We may very well reach and pass the point of Peak Advertising without any significant innovation emerging to maintain and grow the flow of revenue supporting the Internet. What will be left with is a stagnant and ever eroding flow of revenue from the primary sources of advertising, and the inadequate substitution of new forms of advertising in its place. Of the few players that remain, they will produce a web experience that engineers the erosion of user privacy and the blurring of the line between real content and advertising.

The future we end up with is partially a matter of technological innovation, but also a matter of human choice. To those designing platforms and using those platforms, the issue is: what kind of Internet do we want to have?

Ultimately, what Peak Advertising suggests is that the fundamental economics of the web increasingly force this consequential decision on all participants, user and platform alike.

The Intention Economy sees a consequential future in which we still have advertising, but in which more Net-aligned market interactions prevail — and out-perform what we have today with Web services and sites primarily funded by advertising:

The fix
Advertising may fund lots of stuff that we take for granted (such as Google’s search), but it flourishes in the absence of more efficient and direct demand-supply interactions. The Internet was built to facilitate exactly those kinds of interactions. This it has done since the mid-‘90s—but only within a billion different silos, each with its own system for interacting with users, and each with its own asymmetrical power relationship between seller and buyer. This system is old, broken and long overdue for a fix.

The Internet, meanwhile, has always been a symmetrical system. Its architecture, defined by its founding protocols (which we’ll visit in the Net Pains chapter) embodies “end-to-end” principles. Every end on the Net has equal status, whether that end is Amazon.com, the White House, your laptop or your phone. This architectural fact is a background against which advertising’s asymmetries, and its delusional assumptions, have always stood in sharp relief.
So, then
When the backlash is over, and the advertising bubble deflates, advertising will remain an enormous and useful business. We will still need advertising to do what only it can do. What will emerge, however, is a market for what advertising can’t do. This new market will be defined by what customers actually want, rather than guesses about it.

The Intention Economy also reports on work toward that future, fostered by ProjectVRM and allied work toward liberating customers and increasing their ability to engage, resulting in far more widespread and effective direct market interactions than advertising’s highly indirect Attention Economy can produce.

Since the book came out, the number and variety of VRM development projects, companies and infrastructural code bases has multiplied. It’s still early in their evolution, but their direction gets clearer every day.

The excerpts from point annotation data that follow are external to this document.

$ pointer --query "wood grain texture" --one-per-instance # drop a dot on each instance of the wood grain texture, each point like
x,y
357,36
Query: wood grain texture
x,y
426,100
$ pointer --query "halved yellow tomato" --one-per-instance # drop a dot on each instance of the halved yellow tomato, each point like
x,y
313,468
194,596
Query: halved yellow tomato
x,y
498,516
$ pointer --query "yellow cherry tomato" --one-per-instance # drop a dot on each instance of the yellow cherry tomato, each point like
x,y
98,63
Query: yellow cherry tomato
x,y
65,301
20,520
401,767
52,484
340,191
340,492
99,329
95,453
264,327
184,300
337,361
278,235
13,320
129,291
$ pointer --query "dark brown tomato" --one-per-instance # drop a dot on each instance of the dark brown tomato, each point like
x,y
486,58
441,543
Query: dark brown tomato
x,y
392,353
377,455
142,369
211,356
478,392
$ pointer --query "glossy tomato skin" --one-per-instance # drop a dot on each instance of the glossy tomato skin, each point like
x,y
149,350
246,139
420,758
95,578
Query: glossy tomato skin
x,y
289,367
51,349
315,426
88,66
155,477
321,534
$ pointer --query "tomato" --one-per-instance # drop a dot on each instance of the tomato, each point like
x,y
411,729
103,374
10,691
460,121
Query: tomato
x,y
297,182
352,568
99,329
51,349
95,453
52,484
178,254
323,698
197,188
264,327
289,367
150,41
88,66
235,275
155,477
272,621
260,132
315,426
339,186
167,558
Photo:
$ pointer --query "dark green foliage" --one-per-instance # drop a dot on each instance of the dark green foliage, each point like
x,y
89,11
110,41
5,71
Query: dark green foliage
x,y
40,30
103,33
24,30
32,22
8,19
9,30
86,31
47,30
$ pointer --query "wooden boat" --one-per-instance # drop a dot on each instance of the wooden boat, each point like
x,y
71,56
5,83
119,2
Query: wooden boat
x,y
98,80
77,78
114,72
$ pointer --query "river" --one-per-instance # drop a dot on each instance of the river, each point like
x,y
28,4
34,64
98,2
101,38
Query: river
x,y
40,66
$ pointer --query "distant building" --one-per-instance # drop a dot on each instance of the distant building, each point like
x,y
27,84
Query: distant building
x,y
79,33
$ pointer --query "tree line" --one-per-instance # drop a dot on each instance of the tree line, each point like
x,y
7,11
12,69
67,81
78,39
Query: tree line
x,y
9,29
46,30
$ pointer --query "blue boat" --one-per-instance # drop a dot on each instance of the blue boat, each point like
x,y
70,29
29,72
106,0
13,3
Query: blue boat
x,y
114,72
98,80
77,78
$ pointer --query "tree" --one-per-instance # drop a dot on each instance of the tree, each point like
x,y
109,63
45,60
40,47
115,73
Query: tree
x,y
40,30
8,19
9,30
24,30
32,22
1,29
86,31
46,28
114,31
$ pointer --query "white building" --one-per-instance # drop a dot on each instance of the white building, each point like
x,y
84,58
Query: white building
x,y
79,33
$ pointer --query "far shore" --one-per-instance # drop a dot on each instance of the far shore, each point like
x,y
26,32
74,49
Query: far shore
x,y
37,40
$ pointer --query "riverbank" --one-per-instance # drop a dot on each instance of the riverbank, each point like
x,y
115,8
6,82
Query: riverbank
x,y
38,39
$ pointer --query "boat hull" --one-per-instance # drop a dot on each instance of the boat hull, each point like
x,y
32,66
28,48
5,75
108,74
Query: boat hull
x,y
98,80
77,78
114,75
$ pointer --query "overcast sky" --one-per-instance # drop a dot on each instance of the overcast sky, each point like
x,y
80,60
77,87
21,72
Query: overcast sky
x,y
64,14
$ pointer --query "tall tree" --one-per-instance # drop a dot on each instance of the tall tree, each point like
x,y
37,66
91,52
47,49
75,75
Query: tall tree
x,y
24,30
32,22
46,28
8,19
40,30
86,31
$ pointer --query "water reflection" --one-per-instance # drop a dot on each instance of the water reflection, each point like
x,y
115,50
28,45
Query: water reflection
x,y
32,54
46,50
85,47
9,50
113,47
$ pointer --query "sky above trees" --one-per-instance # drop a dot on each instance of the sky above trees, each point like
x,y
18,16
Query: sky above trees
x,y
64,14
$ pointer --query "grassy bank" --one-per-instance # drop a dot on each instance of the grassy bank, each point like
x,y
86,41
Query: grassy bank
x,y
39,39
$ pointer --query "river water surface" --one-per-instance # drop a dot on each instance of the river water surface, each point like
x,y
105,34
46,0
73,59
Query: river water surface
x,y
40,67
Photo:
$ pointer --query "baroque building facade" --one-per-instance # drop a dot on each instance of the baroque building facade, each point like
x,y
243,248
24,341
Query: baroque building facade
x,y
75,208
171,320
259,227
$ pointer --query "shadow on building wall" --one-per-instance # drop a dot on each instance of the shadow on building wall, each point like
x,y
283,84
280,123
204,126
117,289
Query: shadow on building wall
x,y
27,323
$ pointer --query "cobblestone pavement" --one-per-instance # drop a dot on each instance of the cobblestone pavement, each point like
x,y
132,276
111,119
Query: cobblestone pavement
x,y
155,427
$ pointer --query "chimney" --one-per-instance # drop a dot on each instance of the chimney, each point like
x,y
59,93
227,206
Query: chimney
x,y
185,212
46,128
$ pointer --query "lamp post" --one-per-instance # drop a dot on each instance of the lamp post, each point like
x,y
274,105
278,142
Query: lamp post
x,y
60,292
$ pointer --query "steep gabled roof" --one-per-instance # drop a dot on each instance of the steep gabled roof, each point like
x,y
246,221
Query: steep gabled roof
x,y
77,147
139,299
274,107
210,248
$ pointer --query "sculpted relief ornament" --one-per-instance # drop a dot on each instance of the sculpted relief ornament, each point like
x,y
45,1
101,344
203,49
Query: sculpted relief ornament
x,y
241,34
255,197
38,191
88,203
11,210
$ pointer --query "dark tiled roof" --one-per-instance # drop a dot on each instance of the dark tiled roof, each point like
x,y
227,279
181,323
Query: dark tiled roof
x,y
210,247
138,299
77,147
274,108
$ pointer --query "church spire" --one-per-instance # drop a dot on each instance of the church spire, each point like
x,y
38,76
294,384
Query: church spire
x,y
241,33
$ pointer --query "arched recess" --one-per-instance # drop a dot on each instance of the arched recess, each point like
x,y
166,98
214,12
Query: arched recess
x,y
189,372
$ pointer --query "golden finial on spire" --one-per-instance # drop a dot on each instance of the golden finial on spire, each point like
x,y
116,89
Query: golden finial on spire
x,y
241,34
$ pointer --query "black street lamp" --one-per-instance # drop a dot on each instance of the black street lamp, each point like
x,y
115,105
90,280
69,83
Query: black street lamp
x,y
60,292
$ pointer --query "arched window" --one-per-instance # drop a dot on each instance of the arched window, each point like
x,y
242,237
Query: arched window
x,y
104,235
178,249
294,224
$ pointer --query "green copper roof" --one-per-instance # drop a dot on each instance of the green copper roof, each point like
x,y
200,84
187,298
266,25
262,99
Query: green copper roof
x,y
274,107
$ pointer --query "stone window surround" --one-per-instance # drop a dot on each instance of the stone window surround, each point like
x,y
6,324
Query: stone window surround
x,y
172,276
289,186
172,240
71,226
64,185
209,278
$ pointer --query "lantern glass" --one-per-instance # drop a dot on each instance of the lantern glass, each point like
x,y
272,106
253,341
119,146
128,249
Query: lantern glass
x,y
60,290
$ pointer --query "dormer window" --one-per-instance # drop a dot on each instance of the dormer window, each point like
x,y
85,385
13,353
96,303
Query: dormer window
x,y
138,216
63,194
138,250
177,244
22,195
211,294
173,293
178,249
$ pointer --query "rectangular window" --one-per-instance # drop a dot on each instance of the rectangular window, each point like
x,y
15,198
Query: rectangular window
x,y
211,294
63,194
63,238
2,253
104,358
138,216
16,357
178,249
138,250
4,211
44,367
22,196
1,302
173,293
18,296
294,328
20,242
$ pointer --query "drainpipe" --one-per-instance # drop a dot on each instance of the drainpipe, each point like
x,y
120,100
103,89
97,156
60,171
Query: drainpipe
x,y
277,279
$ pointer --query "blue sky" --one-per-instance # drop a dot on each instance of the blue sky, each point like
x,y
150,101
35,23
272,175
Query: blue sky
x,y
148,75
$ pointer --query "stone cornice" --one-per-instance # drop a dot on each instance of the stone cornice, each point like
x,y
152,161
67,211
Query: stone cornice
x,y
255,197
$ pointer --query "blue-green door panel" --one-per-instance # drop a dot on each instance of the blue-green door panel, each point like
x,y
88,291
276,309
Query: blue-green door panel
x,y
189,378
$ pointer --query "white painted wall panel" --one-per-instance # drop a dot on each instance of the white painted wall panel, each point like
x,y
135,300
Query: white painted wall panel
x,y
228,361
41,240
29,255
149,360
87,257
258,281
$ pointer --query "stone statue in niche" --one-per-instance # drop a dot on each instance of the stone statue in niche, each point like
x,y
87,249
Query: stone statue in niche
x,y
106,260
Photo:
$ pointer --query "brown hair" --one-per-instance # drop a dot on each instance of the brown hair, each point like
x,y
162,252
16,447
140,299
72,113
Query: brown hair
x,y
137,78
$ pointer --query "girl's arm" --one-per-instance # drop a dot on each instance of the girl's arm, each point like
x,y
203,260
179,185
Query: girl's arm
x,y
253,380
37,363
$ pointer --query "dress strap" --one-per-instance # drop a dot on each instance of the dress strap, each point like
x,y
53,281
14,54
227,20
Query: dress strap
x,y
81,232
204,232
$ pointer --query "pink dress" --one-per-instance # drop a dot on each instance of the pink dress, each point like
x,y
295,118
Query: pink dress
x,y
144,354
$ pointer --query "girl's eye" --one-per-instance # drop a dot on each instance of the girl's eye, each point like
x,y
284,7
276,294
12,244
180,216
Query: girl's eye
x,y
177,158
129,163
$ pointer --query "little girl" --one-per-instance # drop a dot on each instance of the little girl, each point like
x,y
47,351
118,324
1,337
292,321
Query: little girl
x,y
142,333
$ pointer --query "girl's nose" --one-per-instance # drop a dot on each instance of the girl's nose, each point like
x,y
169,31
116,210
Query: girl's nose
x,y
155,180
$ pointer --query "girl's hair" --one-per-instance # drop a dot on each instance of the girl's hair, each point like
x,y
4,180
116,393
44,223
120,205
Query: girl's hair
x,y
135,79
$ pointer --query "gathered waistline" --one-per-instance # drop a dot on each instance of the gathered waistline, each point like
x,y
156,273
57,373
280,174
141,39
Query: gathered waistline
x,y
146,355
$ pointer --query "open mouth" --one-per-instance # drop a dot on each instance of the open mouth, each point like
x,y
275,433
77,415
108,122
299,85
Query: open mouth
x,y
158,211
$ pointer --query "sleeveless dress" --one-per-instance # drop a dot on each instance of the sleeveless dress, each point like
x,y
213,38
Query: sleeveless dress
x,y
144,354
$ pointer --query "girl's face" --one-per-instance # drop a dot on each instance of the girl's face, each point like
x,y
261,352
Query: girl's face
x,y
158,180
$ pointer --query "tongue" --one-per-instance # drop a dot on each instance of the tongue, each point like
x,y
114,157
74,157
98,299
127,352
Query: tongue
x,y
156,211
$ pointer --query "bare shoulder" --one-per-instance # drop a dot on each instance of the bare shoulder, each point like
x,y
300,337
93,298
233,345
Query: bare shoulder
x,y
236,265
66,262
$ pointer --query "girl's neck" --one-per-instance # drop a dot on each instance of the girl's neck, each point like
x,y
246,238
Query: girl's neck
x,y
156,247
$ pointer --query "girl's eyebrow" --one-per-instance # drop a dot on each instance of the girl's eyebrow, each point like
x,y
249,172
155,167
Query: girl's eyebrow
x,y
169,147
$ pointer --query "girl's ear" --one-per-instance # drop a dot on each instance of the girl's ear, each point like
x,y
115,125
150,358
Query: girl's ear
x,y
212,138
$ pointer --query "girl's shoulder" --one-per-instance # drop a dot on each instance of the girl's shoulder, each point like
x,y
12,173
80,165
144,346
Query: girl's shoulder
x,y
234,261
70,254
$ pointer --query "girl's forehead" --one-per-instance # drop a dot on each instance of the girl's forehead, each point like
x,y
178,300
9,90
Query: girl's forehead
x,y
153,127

Remember: the commercial Web is only eighteen years old. It is easy to assume, in these early years, that the first widespread business model is the only one. It’s not. Ecommerce itself is doing fine. Subscriptions are messy and silo’d, but showing signs of widespread normalization. And we’re starting to see signs that companies value service as much as sales, which opens a vast greenfield of new economic opportunities.

Most importantly, we — the customers — are just starting to liberate ourselves. When we finally do throw off the shackles, an abundance of new solutions will also show up: ones that will do far more than just patch cracks in the walls of online advertising’s castle.

Healthy markets depend on powerful customers, not just powerful companies. Both help each other. That didn’t happen much in the Attention Economy, which valued captive customers more than free ones. It will in the Intention Economy, which values free customers more than captive ones.